Essex win the Specsavers County Championship

Essex win the Specsavers County Championship

Oh, what could have been for Somerset. How they will wish the rain had stayed away, how they will wish Murali Vijay had held on. A drawn final match against Essex sends the Specsavers County Championship title to Chelmsford, but that tells only half the story.

The final session of the season was one of its most remarkable. Essex had stuttered before tea, four wickets down after a trio of quick scalps, but no one could have predicted what was about to come. They survived just 8.2 overs more. Jenga towers have been known to collapse more slowly.

Jack Leach had Ryan ten Doeschate caught at silly point, then Aaron Nijjar and Sam Cook in consecutive balls. In between times, Roelof van der Merwe removed Tom Westley (first slip) and Simon Harmer caught at second slip, comprehensively beaten by one that spat and bounced and was unplayable. Out of nowhere, out of nothing, Somerset had revived this lifeless clash.

When Adam Wheater bottom edged behind, Somerset forfeited their second innings and set Essex 63 to win. The Taunton faithful believed. They believed that Somerset could pull off the greatest heist in a summer where thieves have succeeded endlessly. They believed that, as their Director of Cricket Andy Hurry put it, “it’s a funny old game.”

They would have believed even more, had Vijay held onto a sharp chance off Nick Browne third ball of the Essex reply. He dove to his right at legslip, the ball in and out of his outstretched hand.

But it was not to be. Browne and Alastair Cook survived and prospered, Cook feasting on a pair of long hops from van der Merwe and taking advantage of a field with at least five men, often eight, in close.

A drawn game, agreed upon at 5:21pm, is, given the drama that came in the hours before it, something of an anti-climax. But this was the finish the summer of cricket 2019 deserved. One more surreal, ridiculous ending to a season which has made them into a status quo.

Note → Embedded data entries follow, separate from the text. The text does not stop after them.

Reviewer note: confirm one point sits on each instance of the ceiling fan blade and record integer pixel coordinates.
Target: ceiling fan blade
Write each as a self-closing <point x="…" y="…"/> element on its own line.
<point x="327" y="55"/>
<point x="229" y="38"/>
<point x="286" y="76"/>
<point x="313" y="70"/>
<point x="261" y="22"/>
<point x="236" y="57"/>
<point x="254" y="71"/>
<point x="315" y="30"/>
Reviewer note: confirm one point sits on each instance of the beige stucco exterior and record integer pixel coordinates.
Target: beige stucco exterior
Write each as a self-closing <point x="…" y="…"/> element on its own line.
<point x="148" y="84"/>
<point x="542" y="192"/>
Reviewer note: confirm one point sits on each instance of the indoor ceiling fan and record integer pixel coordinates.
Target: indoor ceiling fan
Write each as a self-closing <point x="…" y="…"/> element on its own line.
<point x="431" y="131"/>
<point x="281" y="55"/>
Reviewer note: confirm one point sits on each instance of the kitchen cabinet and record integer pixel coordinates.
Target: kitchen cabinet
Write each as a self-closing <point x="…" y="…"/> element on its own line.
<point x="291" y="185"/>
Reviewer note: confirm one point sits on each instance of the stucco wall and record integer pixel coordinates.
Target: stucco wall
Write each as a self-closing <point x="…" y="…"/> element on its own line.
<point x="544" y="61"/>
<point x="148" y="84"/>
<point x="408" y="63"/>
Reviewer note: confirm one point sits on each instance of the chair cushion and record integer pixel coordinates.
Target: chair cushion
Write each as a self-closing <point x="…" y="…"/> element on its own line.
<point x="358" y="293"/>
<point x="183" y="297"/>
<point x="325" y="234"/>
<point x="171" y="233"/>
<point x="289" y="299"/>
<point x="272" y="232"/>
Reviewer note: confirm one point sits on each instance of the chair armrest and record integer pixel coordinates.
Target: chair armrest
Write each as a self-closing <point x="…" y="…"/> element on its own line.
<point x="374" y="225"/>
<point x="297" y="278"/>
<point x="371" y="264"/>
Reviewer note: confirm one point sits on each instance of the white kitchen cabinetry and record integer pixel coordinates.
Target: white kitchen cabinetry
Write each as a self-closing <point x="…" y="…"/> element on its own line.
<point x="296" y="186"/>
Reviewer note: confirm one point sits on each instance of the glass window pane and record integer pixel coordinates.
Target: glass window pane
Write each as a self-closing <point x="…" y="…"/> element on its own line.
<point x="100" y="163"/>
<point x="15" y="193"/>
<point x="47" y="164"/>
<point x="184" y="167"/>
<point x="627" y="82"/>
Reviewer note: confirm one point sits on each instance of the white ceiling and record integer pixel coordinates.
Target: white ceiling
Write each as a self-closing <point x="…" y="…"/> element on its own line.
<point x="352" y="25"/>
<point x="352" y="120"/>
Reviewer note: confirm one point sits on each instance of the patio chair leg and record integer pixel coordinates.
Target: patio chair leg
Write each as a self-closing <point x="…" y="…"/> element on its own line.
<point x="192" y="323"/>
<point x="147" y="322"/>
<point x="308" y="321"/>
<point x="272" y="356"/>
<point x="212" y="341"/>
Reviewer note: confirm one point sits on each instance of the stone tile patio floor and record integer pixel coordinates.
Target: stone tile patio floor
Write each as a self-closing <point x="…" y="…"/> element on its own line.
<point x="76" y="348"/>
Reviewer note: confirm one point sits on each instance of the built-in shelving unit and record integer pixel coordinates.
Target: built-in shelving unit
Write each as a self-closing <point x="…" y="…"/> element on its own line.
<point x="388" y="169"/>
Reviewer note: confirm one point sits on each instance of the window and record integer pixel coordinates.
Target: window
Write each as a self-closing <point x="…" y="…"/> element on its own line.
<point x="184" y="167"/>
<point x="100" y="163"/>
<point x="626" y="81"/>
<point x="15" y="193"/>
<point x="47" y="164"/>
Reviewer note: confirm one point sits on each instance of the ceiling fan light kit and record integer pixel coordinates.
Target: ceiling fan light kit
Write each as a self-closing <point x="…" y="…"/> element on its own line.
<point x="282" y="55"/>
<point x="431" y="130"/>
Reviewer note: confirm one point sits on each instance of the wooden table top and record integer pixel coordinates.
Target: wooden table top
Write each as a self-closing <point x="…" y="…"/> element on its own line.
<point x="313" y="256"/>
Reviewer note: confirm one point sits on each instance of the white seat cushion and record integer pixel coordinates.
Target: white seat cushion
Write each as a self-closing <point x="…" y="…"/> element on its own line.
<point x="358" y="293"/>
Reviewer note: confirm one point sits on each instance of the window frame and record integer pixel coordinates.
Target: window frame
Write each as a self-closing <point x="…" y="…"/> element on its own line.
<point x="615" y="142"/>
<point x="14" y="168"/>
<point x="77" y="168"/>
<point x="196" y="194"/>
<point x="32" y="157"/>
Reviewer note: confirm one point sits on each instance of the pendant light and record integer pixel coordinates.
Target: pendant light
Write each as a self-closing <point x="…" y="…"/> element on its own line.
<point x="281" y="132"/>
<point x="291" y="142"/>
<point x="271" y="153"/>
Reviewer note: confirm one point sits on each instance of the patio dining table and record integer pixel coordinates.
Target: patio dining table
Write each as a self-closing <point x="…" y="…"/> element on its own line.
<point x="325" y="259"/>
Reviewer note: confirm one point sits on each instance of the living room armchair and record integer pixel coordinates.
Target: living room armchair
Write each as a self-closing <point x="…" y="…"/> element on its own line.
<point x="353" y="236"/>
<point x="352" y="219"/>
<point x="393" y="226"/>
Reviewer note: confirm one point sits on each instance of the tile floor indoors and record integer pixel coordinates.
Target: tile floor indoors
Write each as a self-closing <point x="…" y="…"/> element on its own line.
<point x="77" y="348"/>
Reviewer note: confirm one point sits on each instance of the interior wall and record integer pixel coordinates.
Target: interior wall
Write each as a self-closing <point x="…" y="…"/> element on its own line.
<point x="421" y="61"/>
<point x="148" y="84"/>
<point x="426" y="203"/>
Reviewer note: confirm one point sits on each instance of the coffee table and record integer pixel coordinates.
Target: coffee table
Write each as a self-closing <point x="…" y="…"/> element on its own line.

On another day, how different it might have been. Ninth ball of the morning — and about three decades of cider-country stress earlier in the day — Leach hit Cook on the pad. Umpire Alex Wharf said no. The replays said yes. It was stone dead, and Cook had just five. He’d go on to make 53, dismissed nearly four hours later, by which point it was just too late.

His innings then had been quintessential Alastair Cook, with all the clips through midwicket and late cuts against the spinners. On Marcus Trescothick’s final day as a professional cricketer, it was Cook who took the limelight.

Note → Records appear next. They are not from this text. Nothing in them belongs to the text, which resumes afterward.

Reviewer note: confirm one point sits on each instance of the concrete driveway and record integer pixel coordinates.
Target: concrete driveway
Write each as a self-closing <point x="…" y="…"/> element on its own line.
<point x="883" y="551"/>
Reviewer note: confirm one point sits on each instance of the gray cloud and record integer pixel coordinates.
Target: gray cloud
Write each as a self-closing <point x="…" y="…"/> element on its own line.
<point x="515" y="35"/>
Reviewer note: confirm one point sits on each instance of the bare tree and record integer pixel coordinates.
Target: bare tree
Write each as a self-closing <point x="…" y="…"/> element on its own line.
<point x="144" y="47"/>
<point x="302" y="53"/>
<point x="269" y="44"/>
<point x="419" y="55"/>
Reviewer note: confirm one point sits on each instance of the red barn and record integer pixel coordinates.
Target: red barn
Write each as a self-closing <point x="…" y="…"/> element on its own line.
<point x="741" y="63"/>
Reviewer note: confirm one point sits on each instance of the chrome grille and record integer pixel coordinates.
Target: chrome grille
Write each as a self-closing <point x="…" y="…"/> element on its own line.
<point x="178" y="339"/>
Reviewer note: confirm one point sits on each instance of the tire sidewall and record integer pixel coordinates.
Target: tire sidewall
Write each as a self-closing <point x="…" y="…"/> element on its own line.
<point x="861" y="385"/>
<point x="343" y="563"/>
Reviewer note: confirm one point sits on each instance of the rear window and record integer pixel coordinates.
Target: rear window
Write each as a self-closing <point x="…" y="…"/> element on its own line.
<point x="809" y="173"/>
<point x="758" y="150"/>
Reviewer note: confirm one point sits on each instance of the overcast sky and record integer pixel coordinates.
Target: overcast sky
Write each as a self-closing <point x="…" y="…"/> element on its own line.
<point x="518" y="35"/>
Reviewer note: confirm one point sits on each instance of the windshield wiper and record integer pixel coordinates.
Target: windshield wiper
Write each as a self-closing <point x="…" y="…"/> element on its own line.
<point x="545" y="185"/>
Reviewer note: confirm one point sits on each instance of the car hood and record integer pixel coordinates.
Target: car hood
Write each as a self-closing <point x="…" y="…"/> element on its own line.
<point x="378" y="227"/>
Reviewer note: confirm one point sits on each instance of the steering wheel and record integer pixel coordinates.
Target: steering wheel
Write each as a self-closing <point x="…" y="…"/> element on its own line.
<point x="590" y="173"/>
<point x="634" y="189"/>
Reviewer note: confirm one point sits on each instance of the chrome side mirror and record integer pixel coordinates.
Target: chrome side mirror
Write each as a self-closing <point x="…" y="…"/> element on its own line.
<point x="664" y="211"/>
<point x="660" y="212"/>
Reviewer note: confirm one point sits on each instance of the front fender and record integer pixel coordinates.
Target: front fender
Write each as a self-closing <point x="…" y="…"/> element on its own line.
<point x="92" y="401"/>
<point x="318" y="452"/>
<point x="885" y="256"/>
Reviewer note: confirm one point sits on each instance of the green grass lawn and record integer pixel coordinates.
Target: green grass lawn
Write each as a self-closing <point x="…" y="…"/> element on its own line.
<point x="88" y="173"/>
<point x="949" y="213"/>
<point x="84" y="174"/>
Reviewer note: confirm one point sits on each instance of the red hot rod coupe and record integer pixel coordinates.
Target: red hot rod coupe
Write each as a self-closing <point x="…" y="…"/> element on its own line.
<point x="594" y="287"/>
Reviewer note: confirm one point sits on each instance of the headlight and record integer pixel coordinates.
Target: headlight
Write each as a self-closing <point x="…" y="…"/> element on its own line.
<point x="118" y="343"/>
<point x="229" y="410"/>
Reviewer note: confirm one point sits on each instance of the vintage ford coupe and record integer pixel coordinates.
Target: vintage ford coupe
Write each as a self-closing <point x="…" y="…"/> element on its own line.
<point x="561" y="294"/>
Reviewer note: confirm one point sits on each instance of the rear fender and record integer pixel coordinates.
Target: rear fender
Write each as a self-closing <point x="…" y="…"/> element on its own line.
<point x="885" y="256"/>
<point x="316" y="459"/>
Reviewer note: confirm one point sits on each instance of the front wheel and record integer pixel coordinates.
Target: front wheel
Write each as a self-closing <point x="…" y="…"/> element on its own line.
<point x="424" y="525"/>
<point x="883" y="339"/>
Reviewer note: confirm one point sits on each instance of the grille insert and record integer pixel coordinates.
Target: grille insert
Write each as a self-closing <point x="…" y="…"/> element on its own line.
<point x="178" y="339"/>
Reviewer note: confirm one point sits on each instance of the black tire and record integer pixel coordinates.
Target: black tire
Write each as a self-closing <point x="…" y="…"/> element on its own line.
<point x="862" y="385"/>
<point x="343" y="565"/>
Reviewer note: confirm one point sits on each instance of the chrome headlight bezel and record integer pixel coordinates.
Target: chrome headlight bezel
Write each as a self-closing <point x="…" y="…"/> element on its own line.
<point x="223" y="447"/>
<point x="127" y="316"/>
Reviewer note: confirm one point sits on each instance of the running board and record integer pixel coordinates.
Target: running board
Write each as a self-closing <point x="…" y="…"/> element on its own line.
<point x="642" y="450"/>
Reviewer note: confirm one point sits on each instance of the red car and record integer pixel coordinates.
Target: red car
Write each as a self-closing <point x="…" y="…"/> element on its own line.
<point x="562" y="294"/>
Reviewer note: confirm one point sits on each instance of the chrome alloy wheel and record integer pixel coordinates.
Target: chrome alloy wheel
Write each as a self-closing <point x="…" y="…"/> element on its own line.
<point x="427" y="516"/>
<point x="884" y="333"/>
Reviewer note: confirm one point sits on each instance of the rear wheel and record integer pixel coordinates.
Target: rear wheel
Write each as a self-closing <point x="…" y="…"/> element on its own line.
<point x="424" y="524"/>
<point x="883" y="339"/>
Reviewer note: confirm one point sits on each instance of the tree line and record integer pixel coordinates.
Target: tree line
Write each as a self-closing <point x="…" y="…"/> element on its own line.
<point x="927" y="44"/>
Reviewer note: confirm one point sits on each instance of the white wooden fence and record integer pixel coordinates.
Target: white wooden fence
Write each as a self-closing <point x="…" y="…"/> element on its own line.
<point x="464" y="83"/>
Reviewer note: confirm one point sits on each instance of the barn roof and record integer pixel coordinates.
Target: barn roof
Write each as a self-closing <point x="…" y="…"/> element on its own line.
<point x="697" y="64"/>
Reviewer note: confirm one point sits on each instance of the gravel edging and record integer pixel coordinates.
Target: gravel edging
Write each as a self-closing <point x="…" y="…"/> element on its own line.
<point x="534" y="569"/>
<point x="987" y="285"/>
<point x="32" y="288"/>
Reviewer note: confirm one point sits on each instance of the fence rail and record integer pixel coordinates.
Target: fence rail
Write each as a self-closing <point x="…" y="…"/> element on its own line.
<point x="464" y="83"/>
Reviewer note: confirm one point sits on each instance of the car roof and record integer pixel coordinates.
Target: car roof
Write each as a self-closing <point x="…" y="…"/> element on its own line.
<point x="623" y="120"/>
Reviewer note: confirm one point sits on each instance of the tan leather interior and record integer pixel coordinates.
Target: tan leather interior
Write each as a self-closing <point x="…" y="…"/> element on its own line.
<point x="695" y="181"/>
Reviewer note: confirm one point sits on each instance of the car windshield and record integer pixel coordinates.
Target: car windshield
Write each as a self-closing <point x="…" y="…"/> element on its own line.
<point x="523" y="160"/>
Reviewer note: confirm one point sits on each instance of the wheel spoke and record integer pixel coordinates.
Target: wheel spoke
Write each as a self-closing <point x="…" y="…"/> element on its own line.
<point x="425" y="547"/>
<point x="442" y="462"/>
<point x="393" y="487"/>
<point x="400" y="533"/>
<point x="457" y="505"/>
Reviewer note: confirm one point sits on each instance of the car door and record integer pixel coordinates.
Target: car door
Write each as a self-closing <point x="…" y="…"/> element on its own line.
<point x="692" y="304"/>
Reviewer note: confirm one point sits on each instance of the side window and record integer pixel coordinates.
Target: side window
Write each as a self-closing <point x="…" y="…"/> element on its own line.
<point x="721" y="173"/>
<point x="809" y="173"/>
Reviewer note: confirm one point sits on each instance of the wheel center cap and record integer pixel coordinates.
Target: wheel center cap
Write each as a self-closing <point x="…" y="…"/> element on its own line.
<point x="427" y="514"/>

But Trescothick got his moment. With 18 minutes remaining in the match, he jogged onto the field, removed his Somerset jacket, and replaced Craig Overton at third slip. He has called this old ground “a second home”; how the inhabitants of the stands stood to applaud him then and as he departed the field, cap raised aloft, one last thank you to one of Somerset’s greats.

How fitting it would have been for Somerset to break their Championship duck in his final year.

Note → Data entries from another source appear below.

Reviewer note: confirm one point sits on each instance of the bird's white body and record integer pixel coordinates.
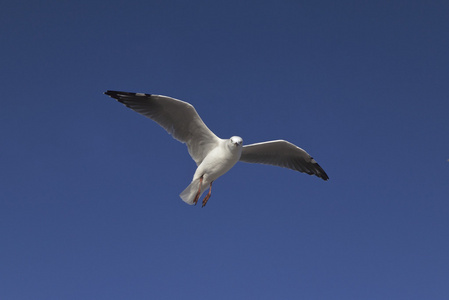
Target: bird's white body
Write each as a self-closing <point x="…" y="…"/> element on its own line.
<point x="216" y="163"/>
<point x="213" y="156"/>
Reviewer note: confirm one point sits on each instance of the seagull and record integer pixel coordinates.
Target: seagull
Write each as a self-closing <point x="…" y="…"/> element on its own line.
<point x="213" y="156"/>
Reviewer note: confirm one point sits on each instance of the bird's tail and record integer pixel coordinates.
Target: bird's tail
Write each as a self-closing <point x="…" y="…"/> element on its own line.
<point x="188" y="195"/>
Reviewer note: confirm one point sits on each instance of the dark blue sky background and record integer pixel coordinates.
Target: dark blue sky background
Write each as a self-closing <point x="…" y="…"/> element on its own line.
<point x="89" y="205"/>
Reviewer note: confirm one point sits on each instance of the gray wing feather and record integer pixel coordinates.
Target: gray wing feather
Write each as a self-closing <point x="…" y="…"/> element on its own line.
<point x="282" y="154"/>
<point x="177" y="117"/>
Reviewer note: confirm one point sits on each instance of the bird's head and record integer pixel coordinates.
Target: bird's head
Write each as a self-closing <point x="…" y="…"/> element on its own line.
<point x="236" y="141"/>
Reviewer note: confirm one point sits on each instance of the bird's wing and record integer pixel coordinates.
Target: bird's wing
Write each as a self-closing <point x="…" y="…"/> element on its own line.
<point x="177" y="117"/>
<point x="283" y="154"/>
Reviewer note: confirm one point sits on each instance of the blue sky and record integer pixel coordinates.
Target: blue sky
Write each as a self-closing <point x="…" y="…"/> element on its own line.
<point x="89" y="205"/>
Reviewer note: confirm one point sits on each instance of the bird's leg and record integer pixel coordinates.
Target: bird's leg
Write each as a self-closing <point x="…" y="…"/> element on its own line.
<point x="195" y="201"/>
<point x="207" y="196"/>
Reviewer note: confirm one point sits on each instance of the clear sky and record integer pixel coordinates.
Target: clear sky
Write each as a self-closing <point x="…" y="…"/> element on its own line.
<point x="89" y="205"/>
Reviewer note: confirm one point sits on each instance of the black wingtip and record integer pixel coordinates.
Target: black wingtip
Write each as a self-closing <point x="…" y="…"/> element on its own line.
<point x="119" y="94"/>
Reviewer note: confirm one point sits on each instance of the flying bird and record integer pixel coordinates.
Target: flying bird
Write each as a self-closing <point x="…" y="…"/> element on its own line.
<point x="213" y="156"/>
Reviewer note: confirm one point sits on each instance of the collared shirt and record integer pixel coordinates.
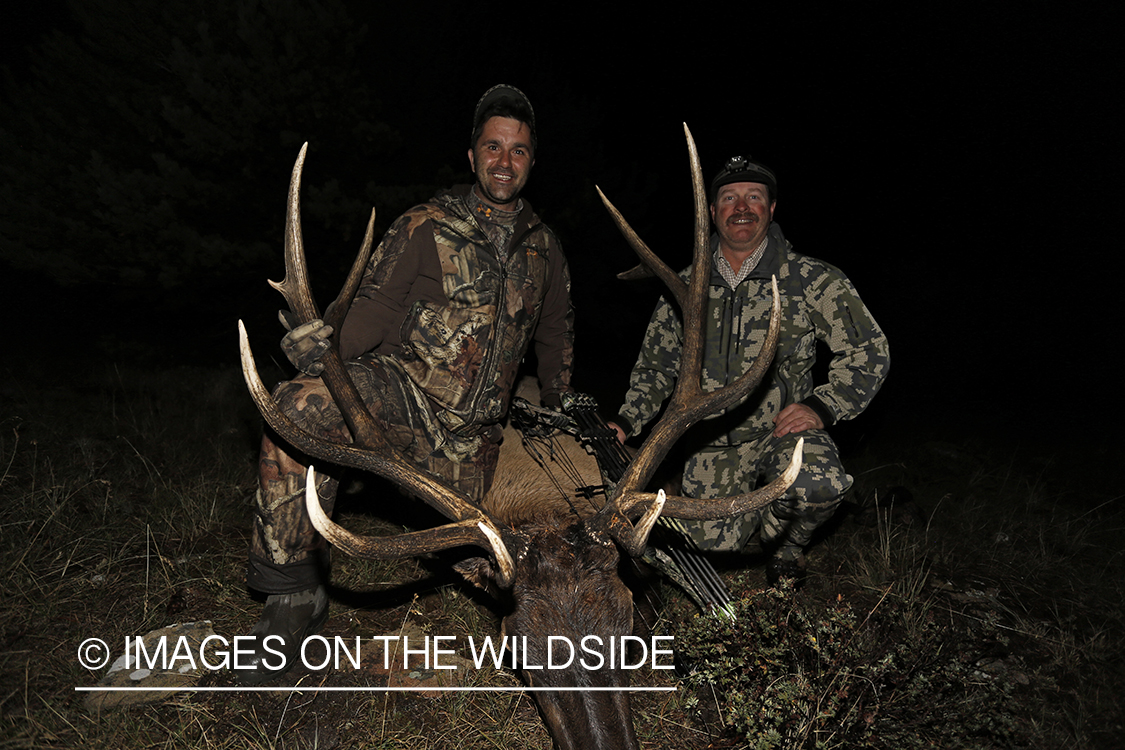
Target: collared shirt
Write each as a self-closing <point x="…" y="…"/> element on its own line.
<point x="498" y="225"/>
<point x="729" y="274"/>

In truth, though, even the staunchest of Somerset fans must admit that although the way the season has ended is a disappointment, the pennant is deservedly going to Essex.

Somerset have lost three games to Essex’s one. They were defeated at Chelmsford and defeated by the weather here, at the final fence. But they stumbled horribly at the second-to-last thanks to Kyle Abbott — a lethal injection afterwards might have been kinder.

Since the move to two divisions at the turn of the century, Somerset have now finished runners-up six times. Three of those have come in the past four seasons. Agonising for the Taunton faithful, although they can console themselves with the Royal London One-Day Cup – their first piece of silverware in 14 years.

It must be remembered that Essex, at one stage, trailed by 50 points, albeit with a game in hand. After only three rounds of matches they had sat atop Division One. An innings victory over Hampshire in June began a run of seven wins in eight matches leading into their Taunton trip.

Essex won all seven of their matches at home, the first time they have ever achieved the feat. They were thrashed by Hampshire in the opening week of the season; they have not lost since. Eleven points is their margin of victory. Their eight title wins since 1979 is more than any other county in the same period.

And so they depart Taunton with the Championship for the second time in three years, becoming the first team to win both the T20 competition and Division One. Somerset leave as bridesmaids once again, a superior Essex denying Trescothick the fairytale ending he and so many in these parts so richly wanted.